# Linear Regression: Finding the Best of the Best (Lines of Fit)
In this short notebook, we will demonstrate a simple simple supervised technique for finding trends in data.

Regression models in general seek relationships between an independent variable and some number of dependent variables. Notably, only continuous Linear regression models are a subset which assume that said relationship is linear in nature, that is, it is of the form $ y = mx + b $. It is the goal to estimate and optimize parameters $ m $ and $ b $ such that overall error (which can be quantified by one of several methods) is minimized. 

There are two main types: 

(1) Simple: entails only one independent variable ($x$). 
(2) Multiple: entails any number of independent variables greater than one. 

To start, this tutorial will focus on (2). Let's begin. 

### A Little Housekeeping
We will first import all dependencies and set up our programming environment. 

In [1]:
# Reset the workspace, forcibly deleting all existing variables 
%reset -f

In [None]:
import pandas as pd 
import numpy as np
import datetime as dt
import matplotlib.pyplot as plt
import matplotlib.ticker as plticker
from matplotlib.dates import DateFormatter, AutoDateFormatter
from sklearn import preprocessing

%matplotlib inline

### Importing the Data
Linear regression can be performed on any dataset, regardless of whether a clear upward or downward trend can be extrapolated. However, for the sake of demonstration, we will choose a set which does have a clear trend. 

Thus we'll be using a straightforward set of all-time historical stock data for Merck & Co (MRK). Our set includes years 1970 to 2020, during which time this stock has enjoyed a substantial increase in value. It was first listed on the Down Jones Industrial Average in 1979. Source: Yahoo Finance (https://finance.yahoo.com/quote/MRK/history?p=MRK)

We'll first import the data to a Pandas dataframe, preview the first handful of rows, and print a few statistics in order to get a feel for the data. 

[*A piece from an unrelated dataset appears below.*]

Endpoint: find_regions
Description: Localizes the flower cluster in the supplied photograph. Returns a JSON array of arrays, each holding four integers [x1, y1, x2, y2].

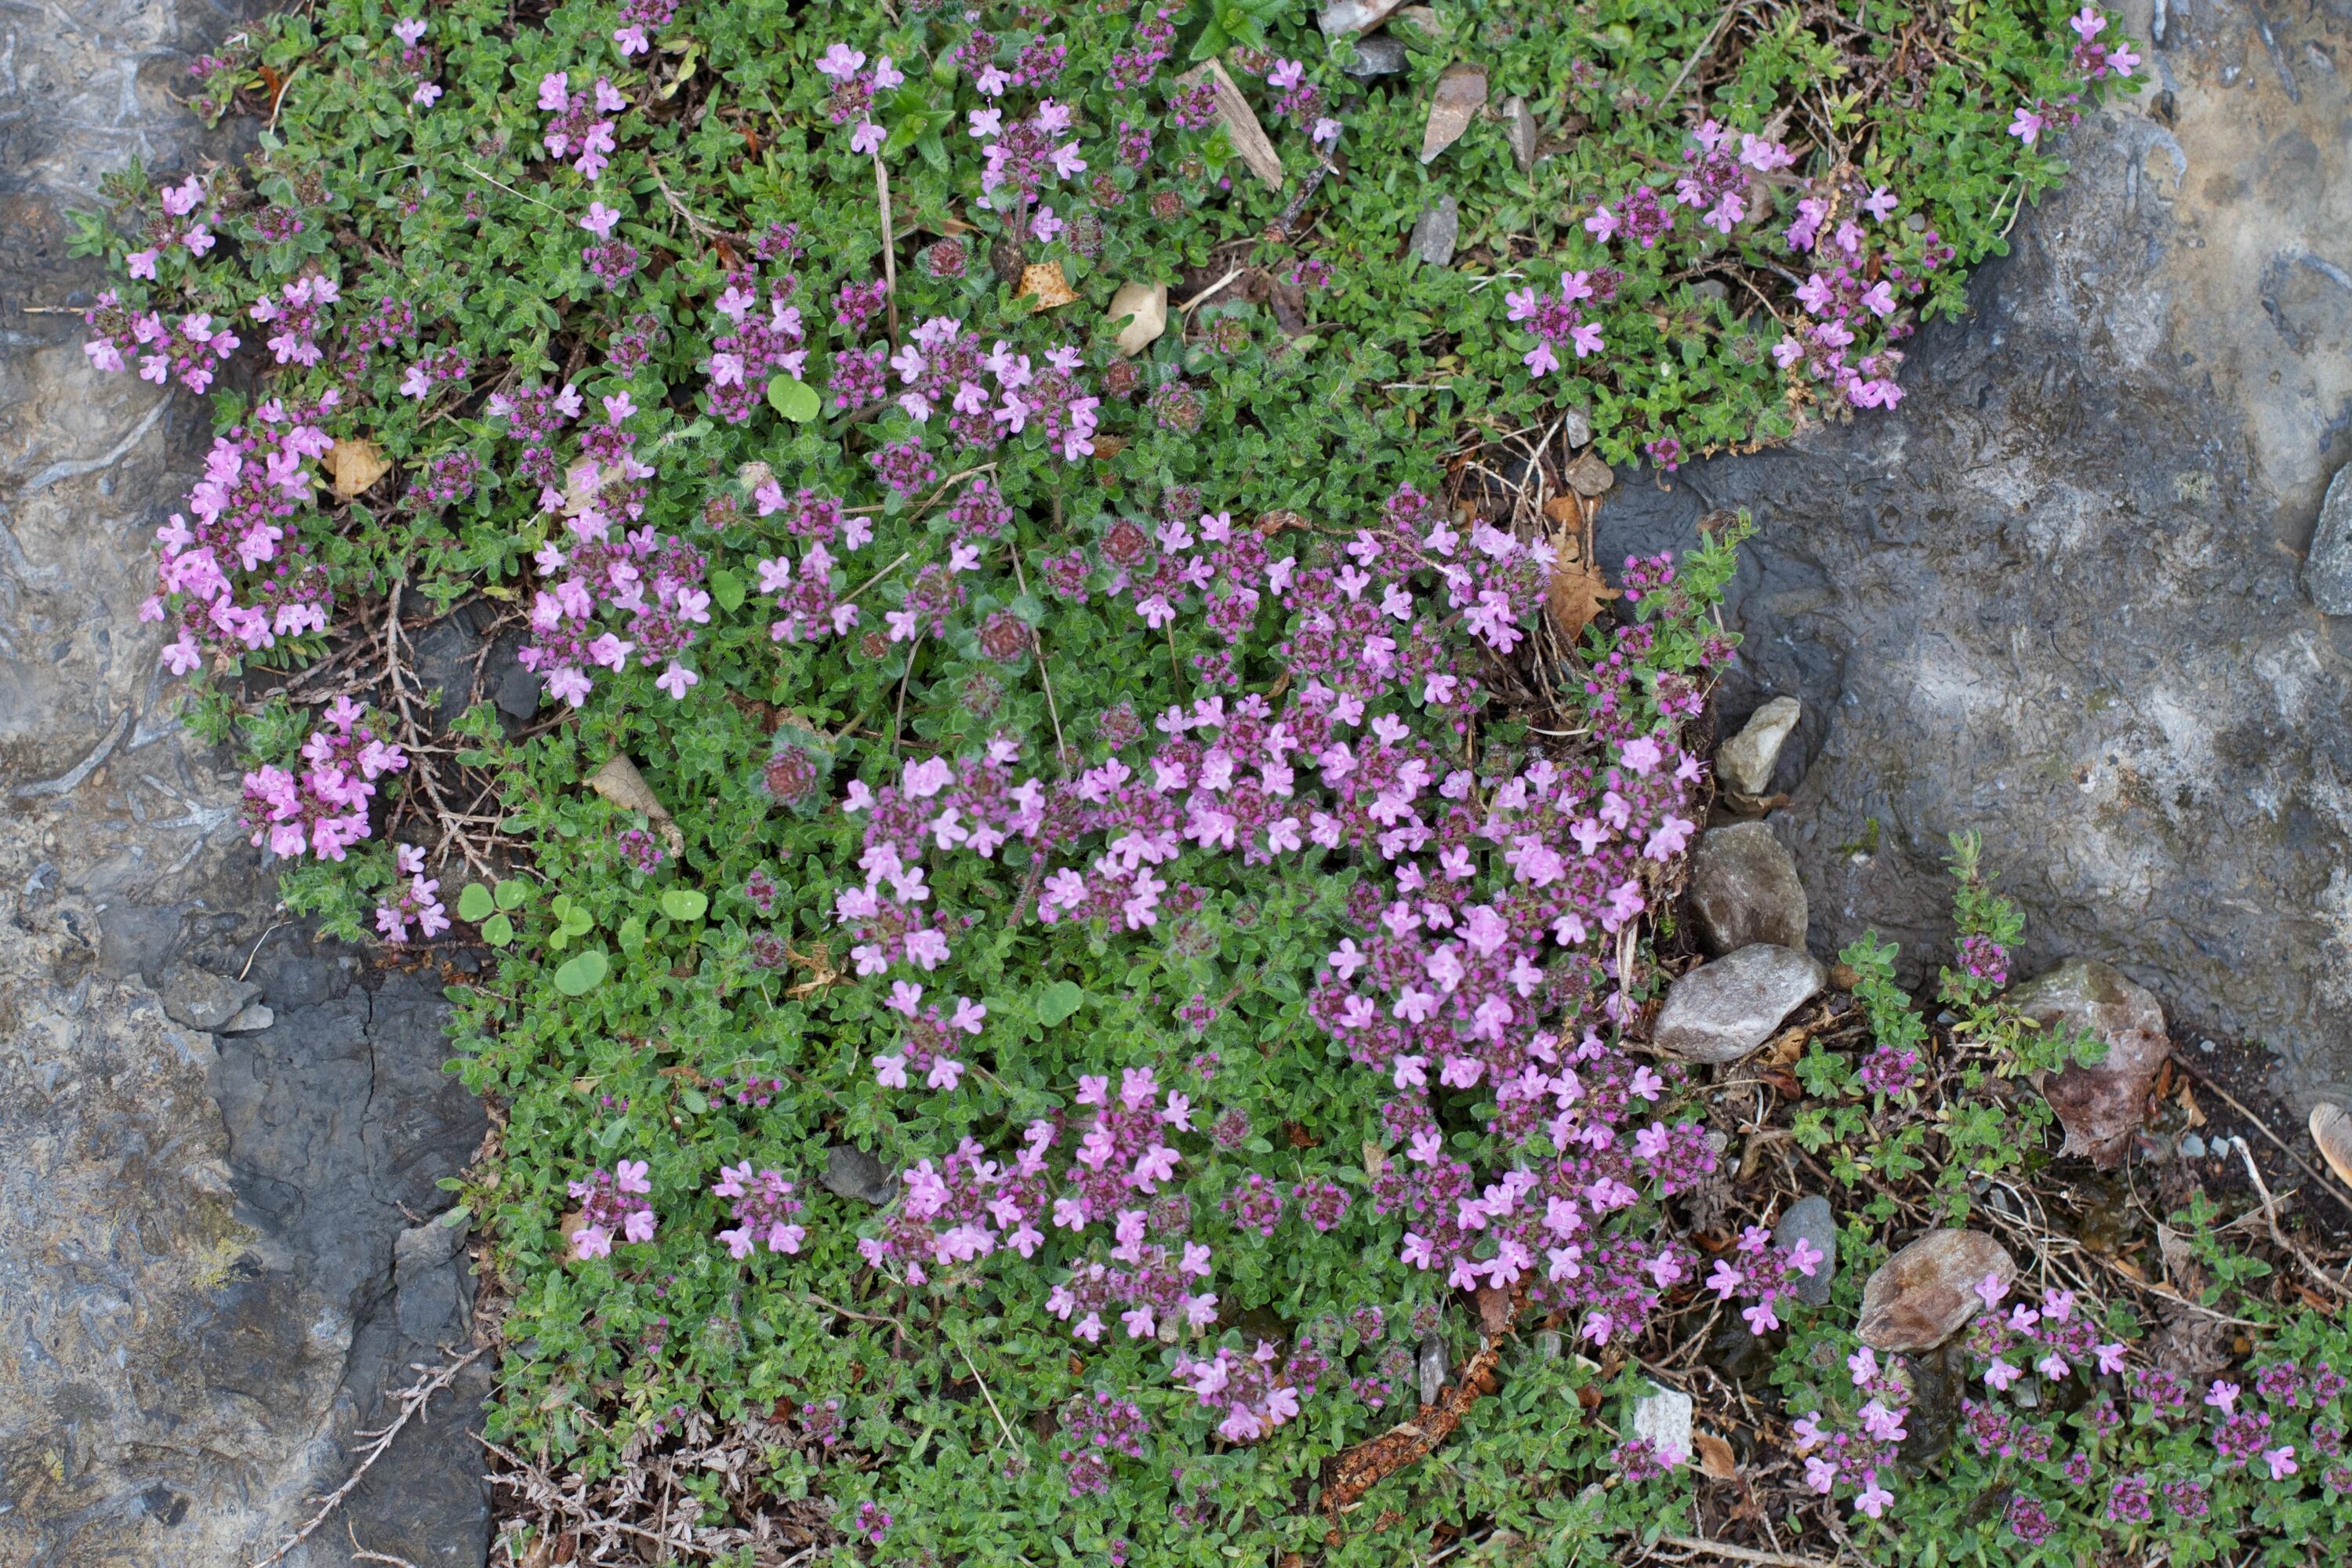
[[568, 1160, 657, 1259], [249, 275, 339, 367], [373, 843, 450, 942], [82, 294, 239, 391], [710, 1163, 807, 1258], [1059, 1392, 1149, 1497], [538, 71, 625, 178], [1704, 1222, 1828, 1334], [816, 44, 905, 154], [240, 695, 405, 860], [1792, 1346, 1910, 1519], [2067, 9, 2139, 82], [1505, 268, 1614, 378]]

Please note that the file, which is .csv format, will be saved in a directory named 'Data.'

In [None]:
df = pd.read_csv('Data/MRK.csv',
                parse_dates=['Date'])

df.head()

We can also check the data types of each column:

In [None]:
df.dtypes

Importantly, note that the type of entries in the 'Date' field are of type datetime64[ns]. This is NumPy's functional equivalent of Python's builtin datetime function. datetime64[ns] encodes dates as 64-bit integers, which are very compact and good for vectorization. [ns] is a format code that specifies precision to the nanosecond. 

In [None]:
print('Dataframe shape:', df.shape)
print('Number of data examples:', df.shape[0])
print('Number of data features:', df.shape[1])
print('Number of dimensions:', df.ndim)

Because it may be time costly to plot almost 13,000 points, we will take every fifth data point and omit all others. The overall trend and result of our regression analysis will end up essentially the same. 

In [None]:
df = df.iloc[::5, :] # Include every fifth row
print('Dataframe shape:', df.shape)
print('Number of data examples:', df.shape[0])
print('Number of data features:', df.shape[1])
print('Number of dimensions:', df.ndim)

We should also check for missing values. There are none, as evidenced by the code below:

In [None]:
print('Presence of Any Missing Value, by Column: \n')
print(df.isnull().any(), '\n')

print('Just to Confirm - Sum of Missing Values, by Column: \n')
print(df.isnull().sum())

It can also be useful to display summary statistics. 

In [None]:
df.describe()

In [None]:
df.index

They say a picture is worth a thousand words. We'll now visualize the data using matplotlib, which can easily pull information from a Pandas dataframe. 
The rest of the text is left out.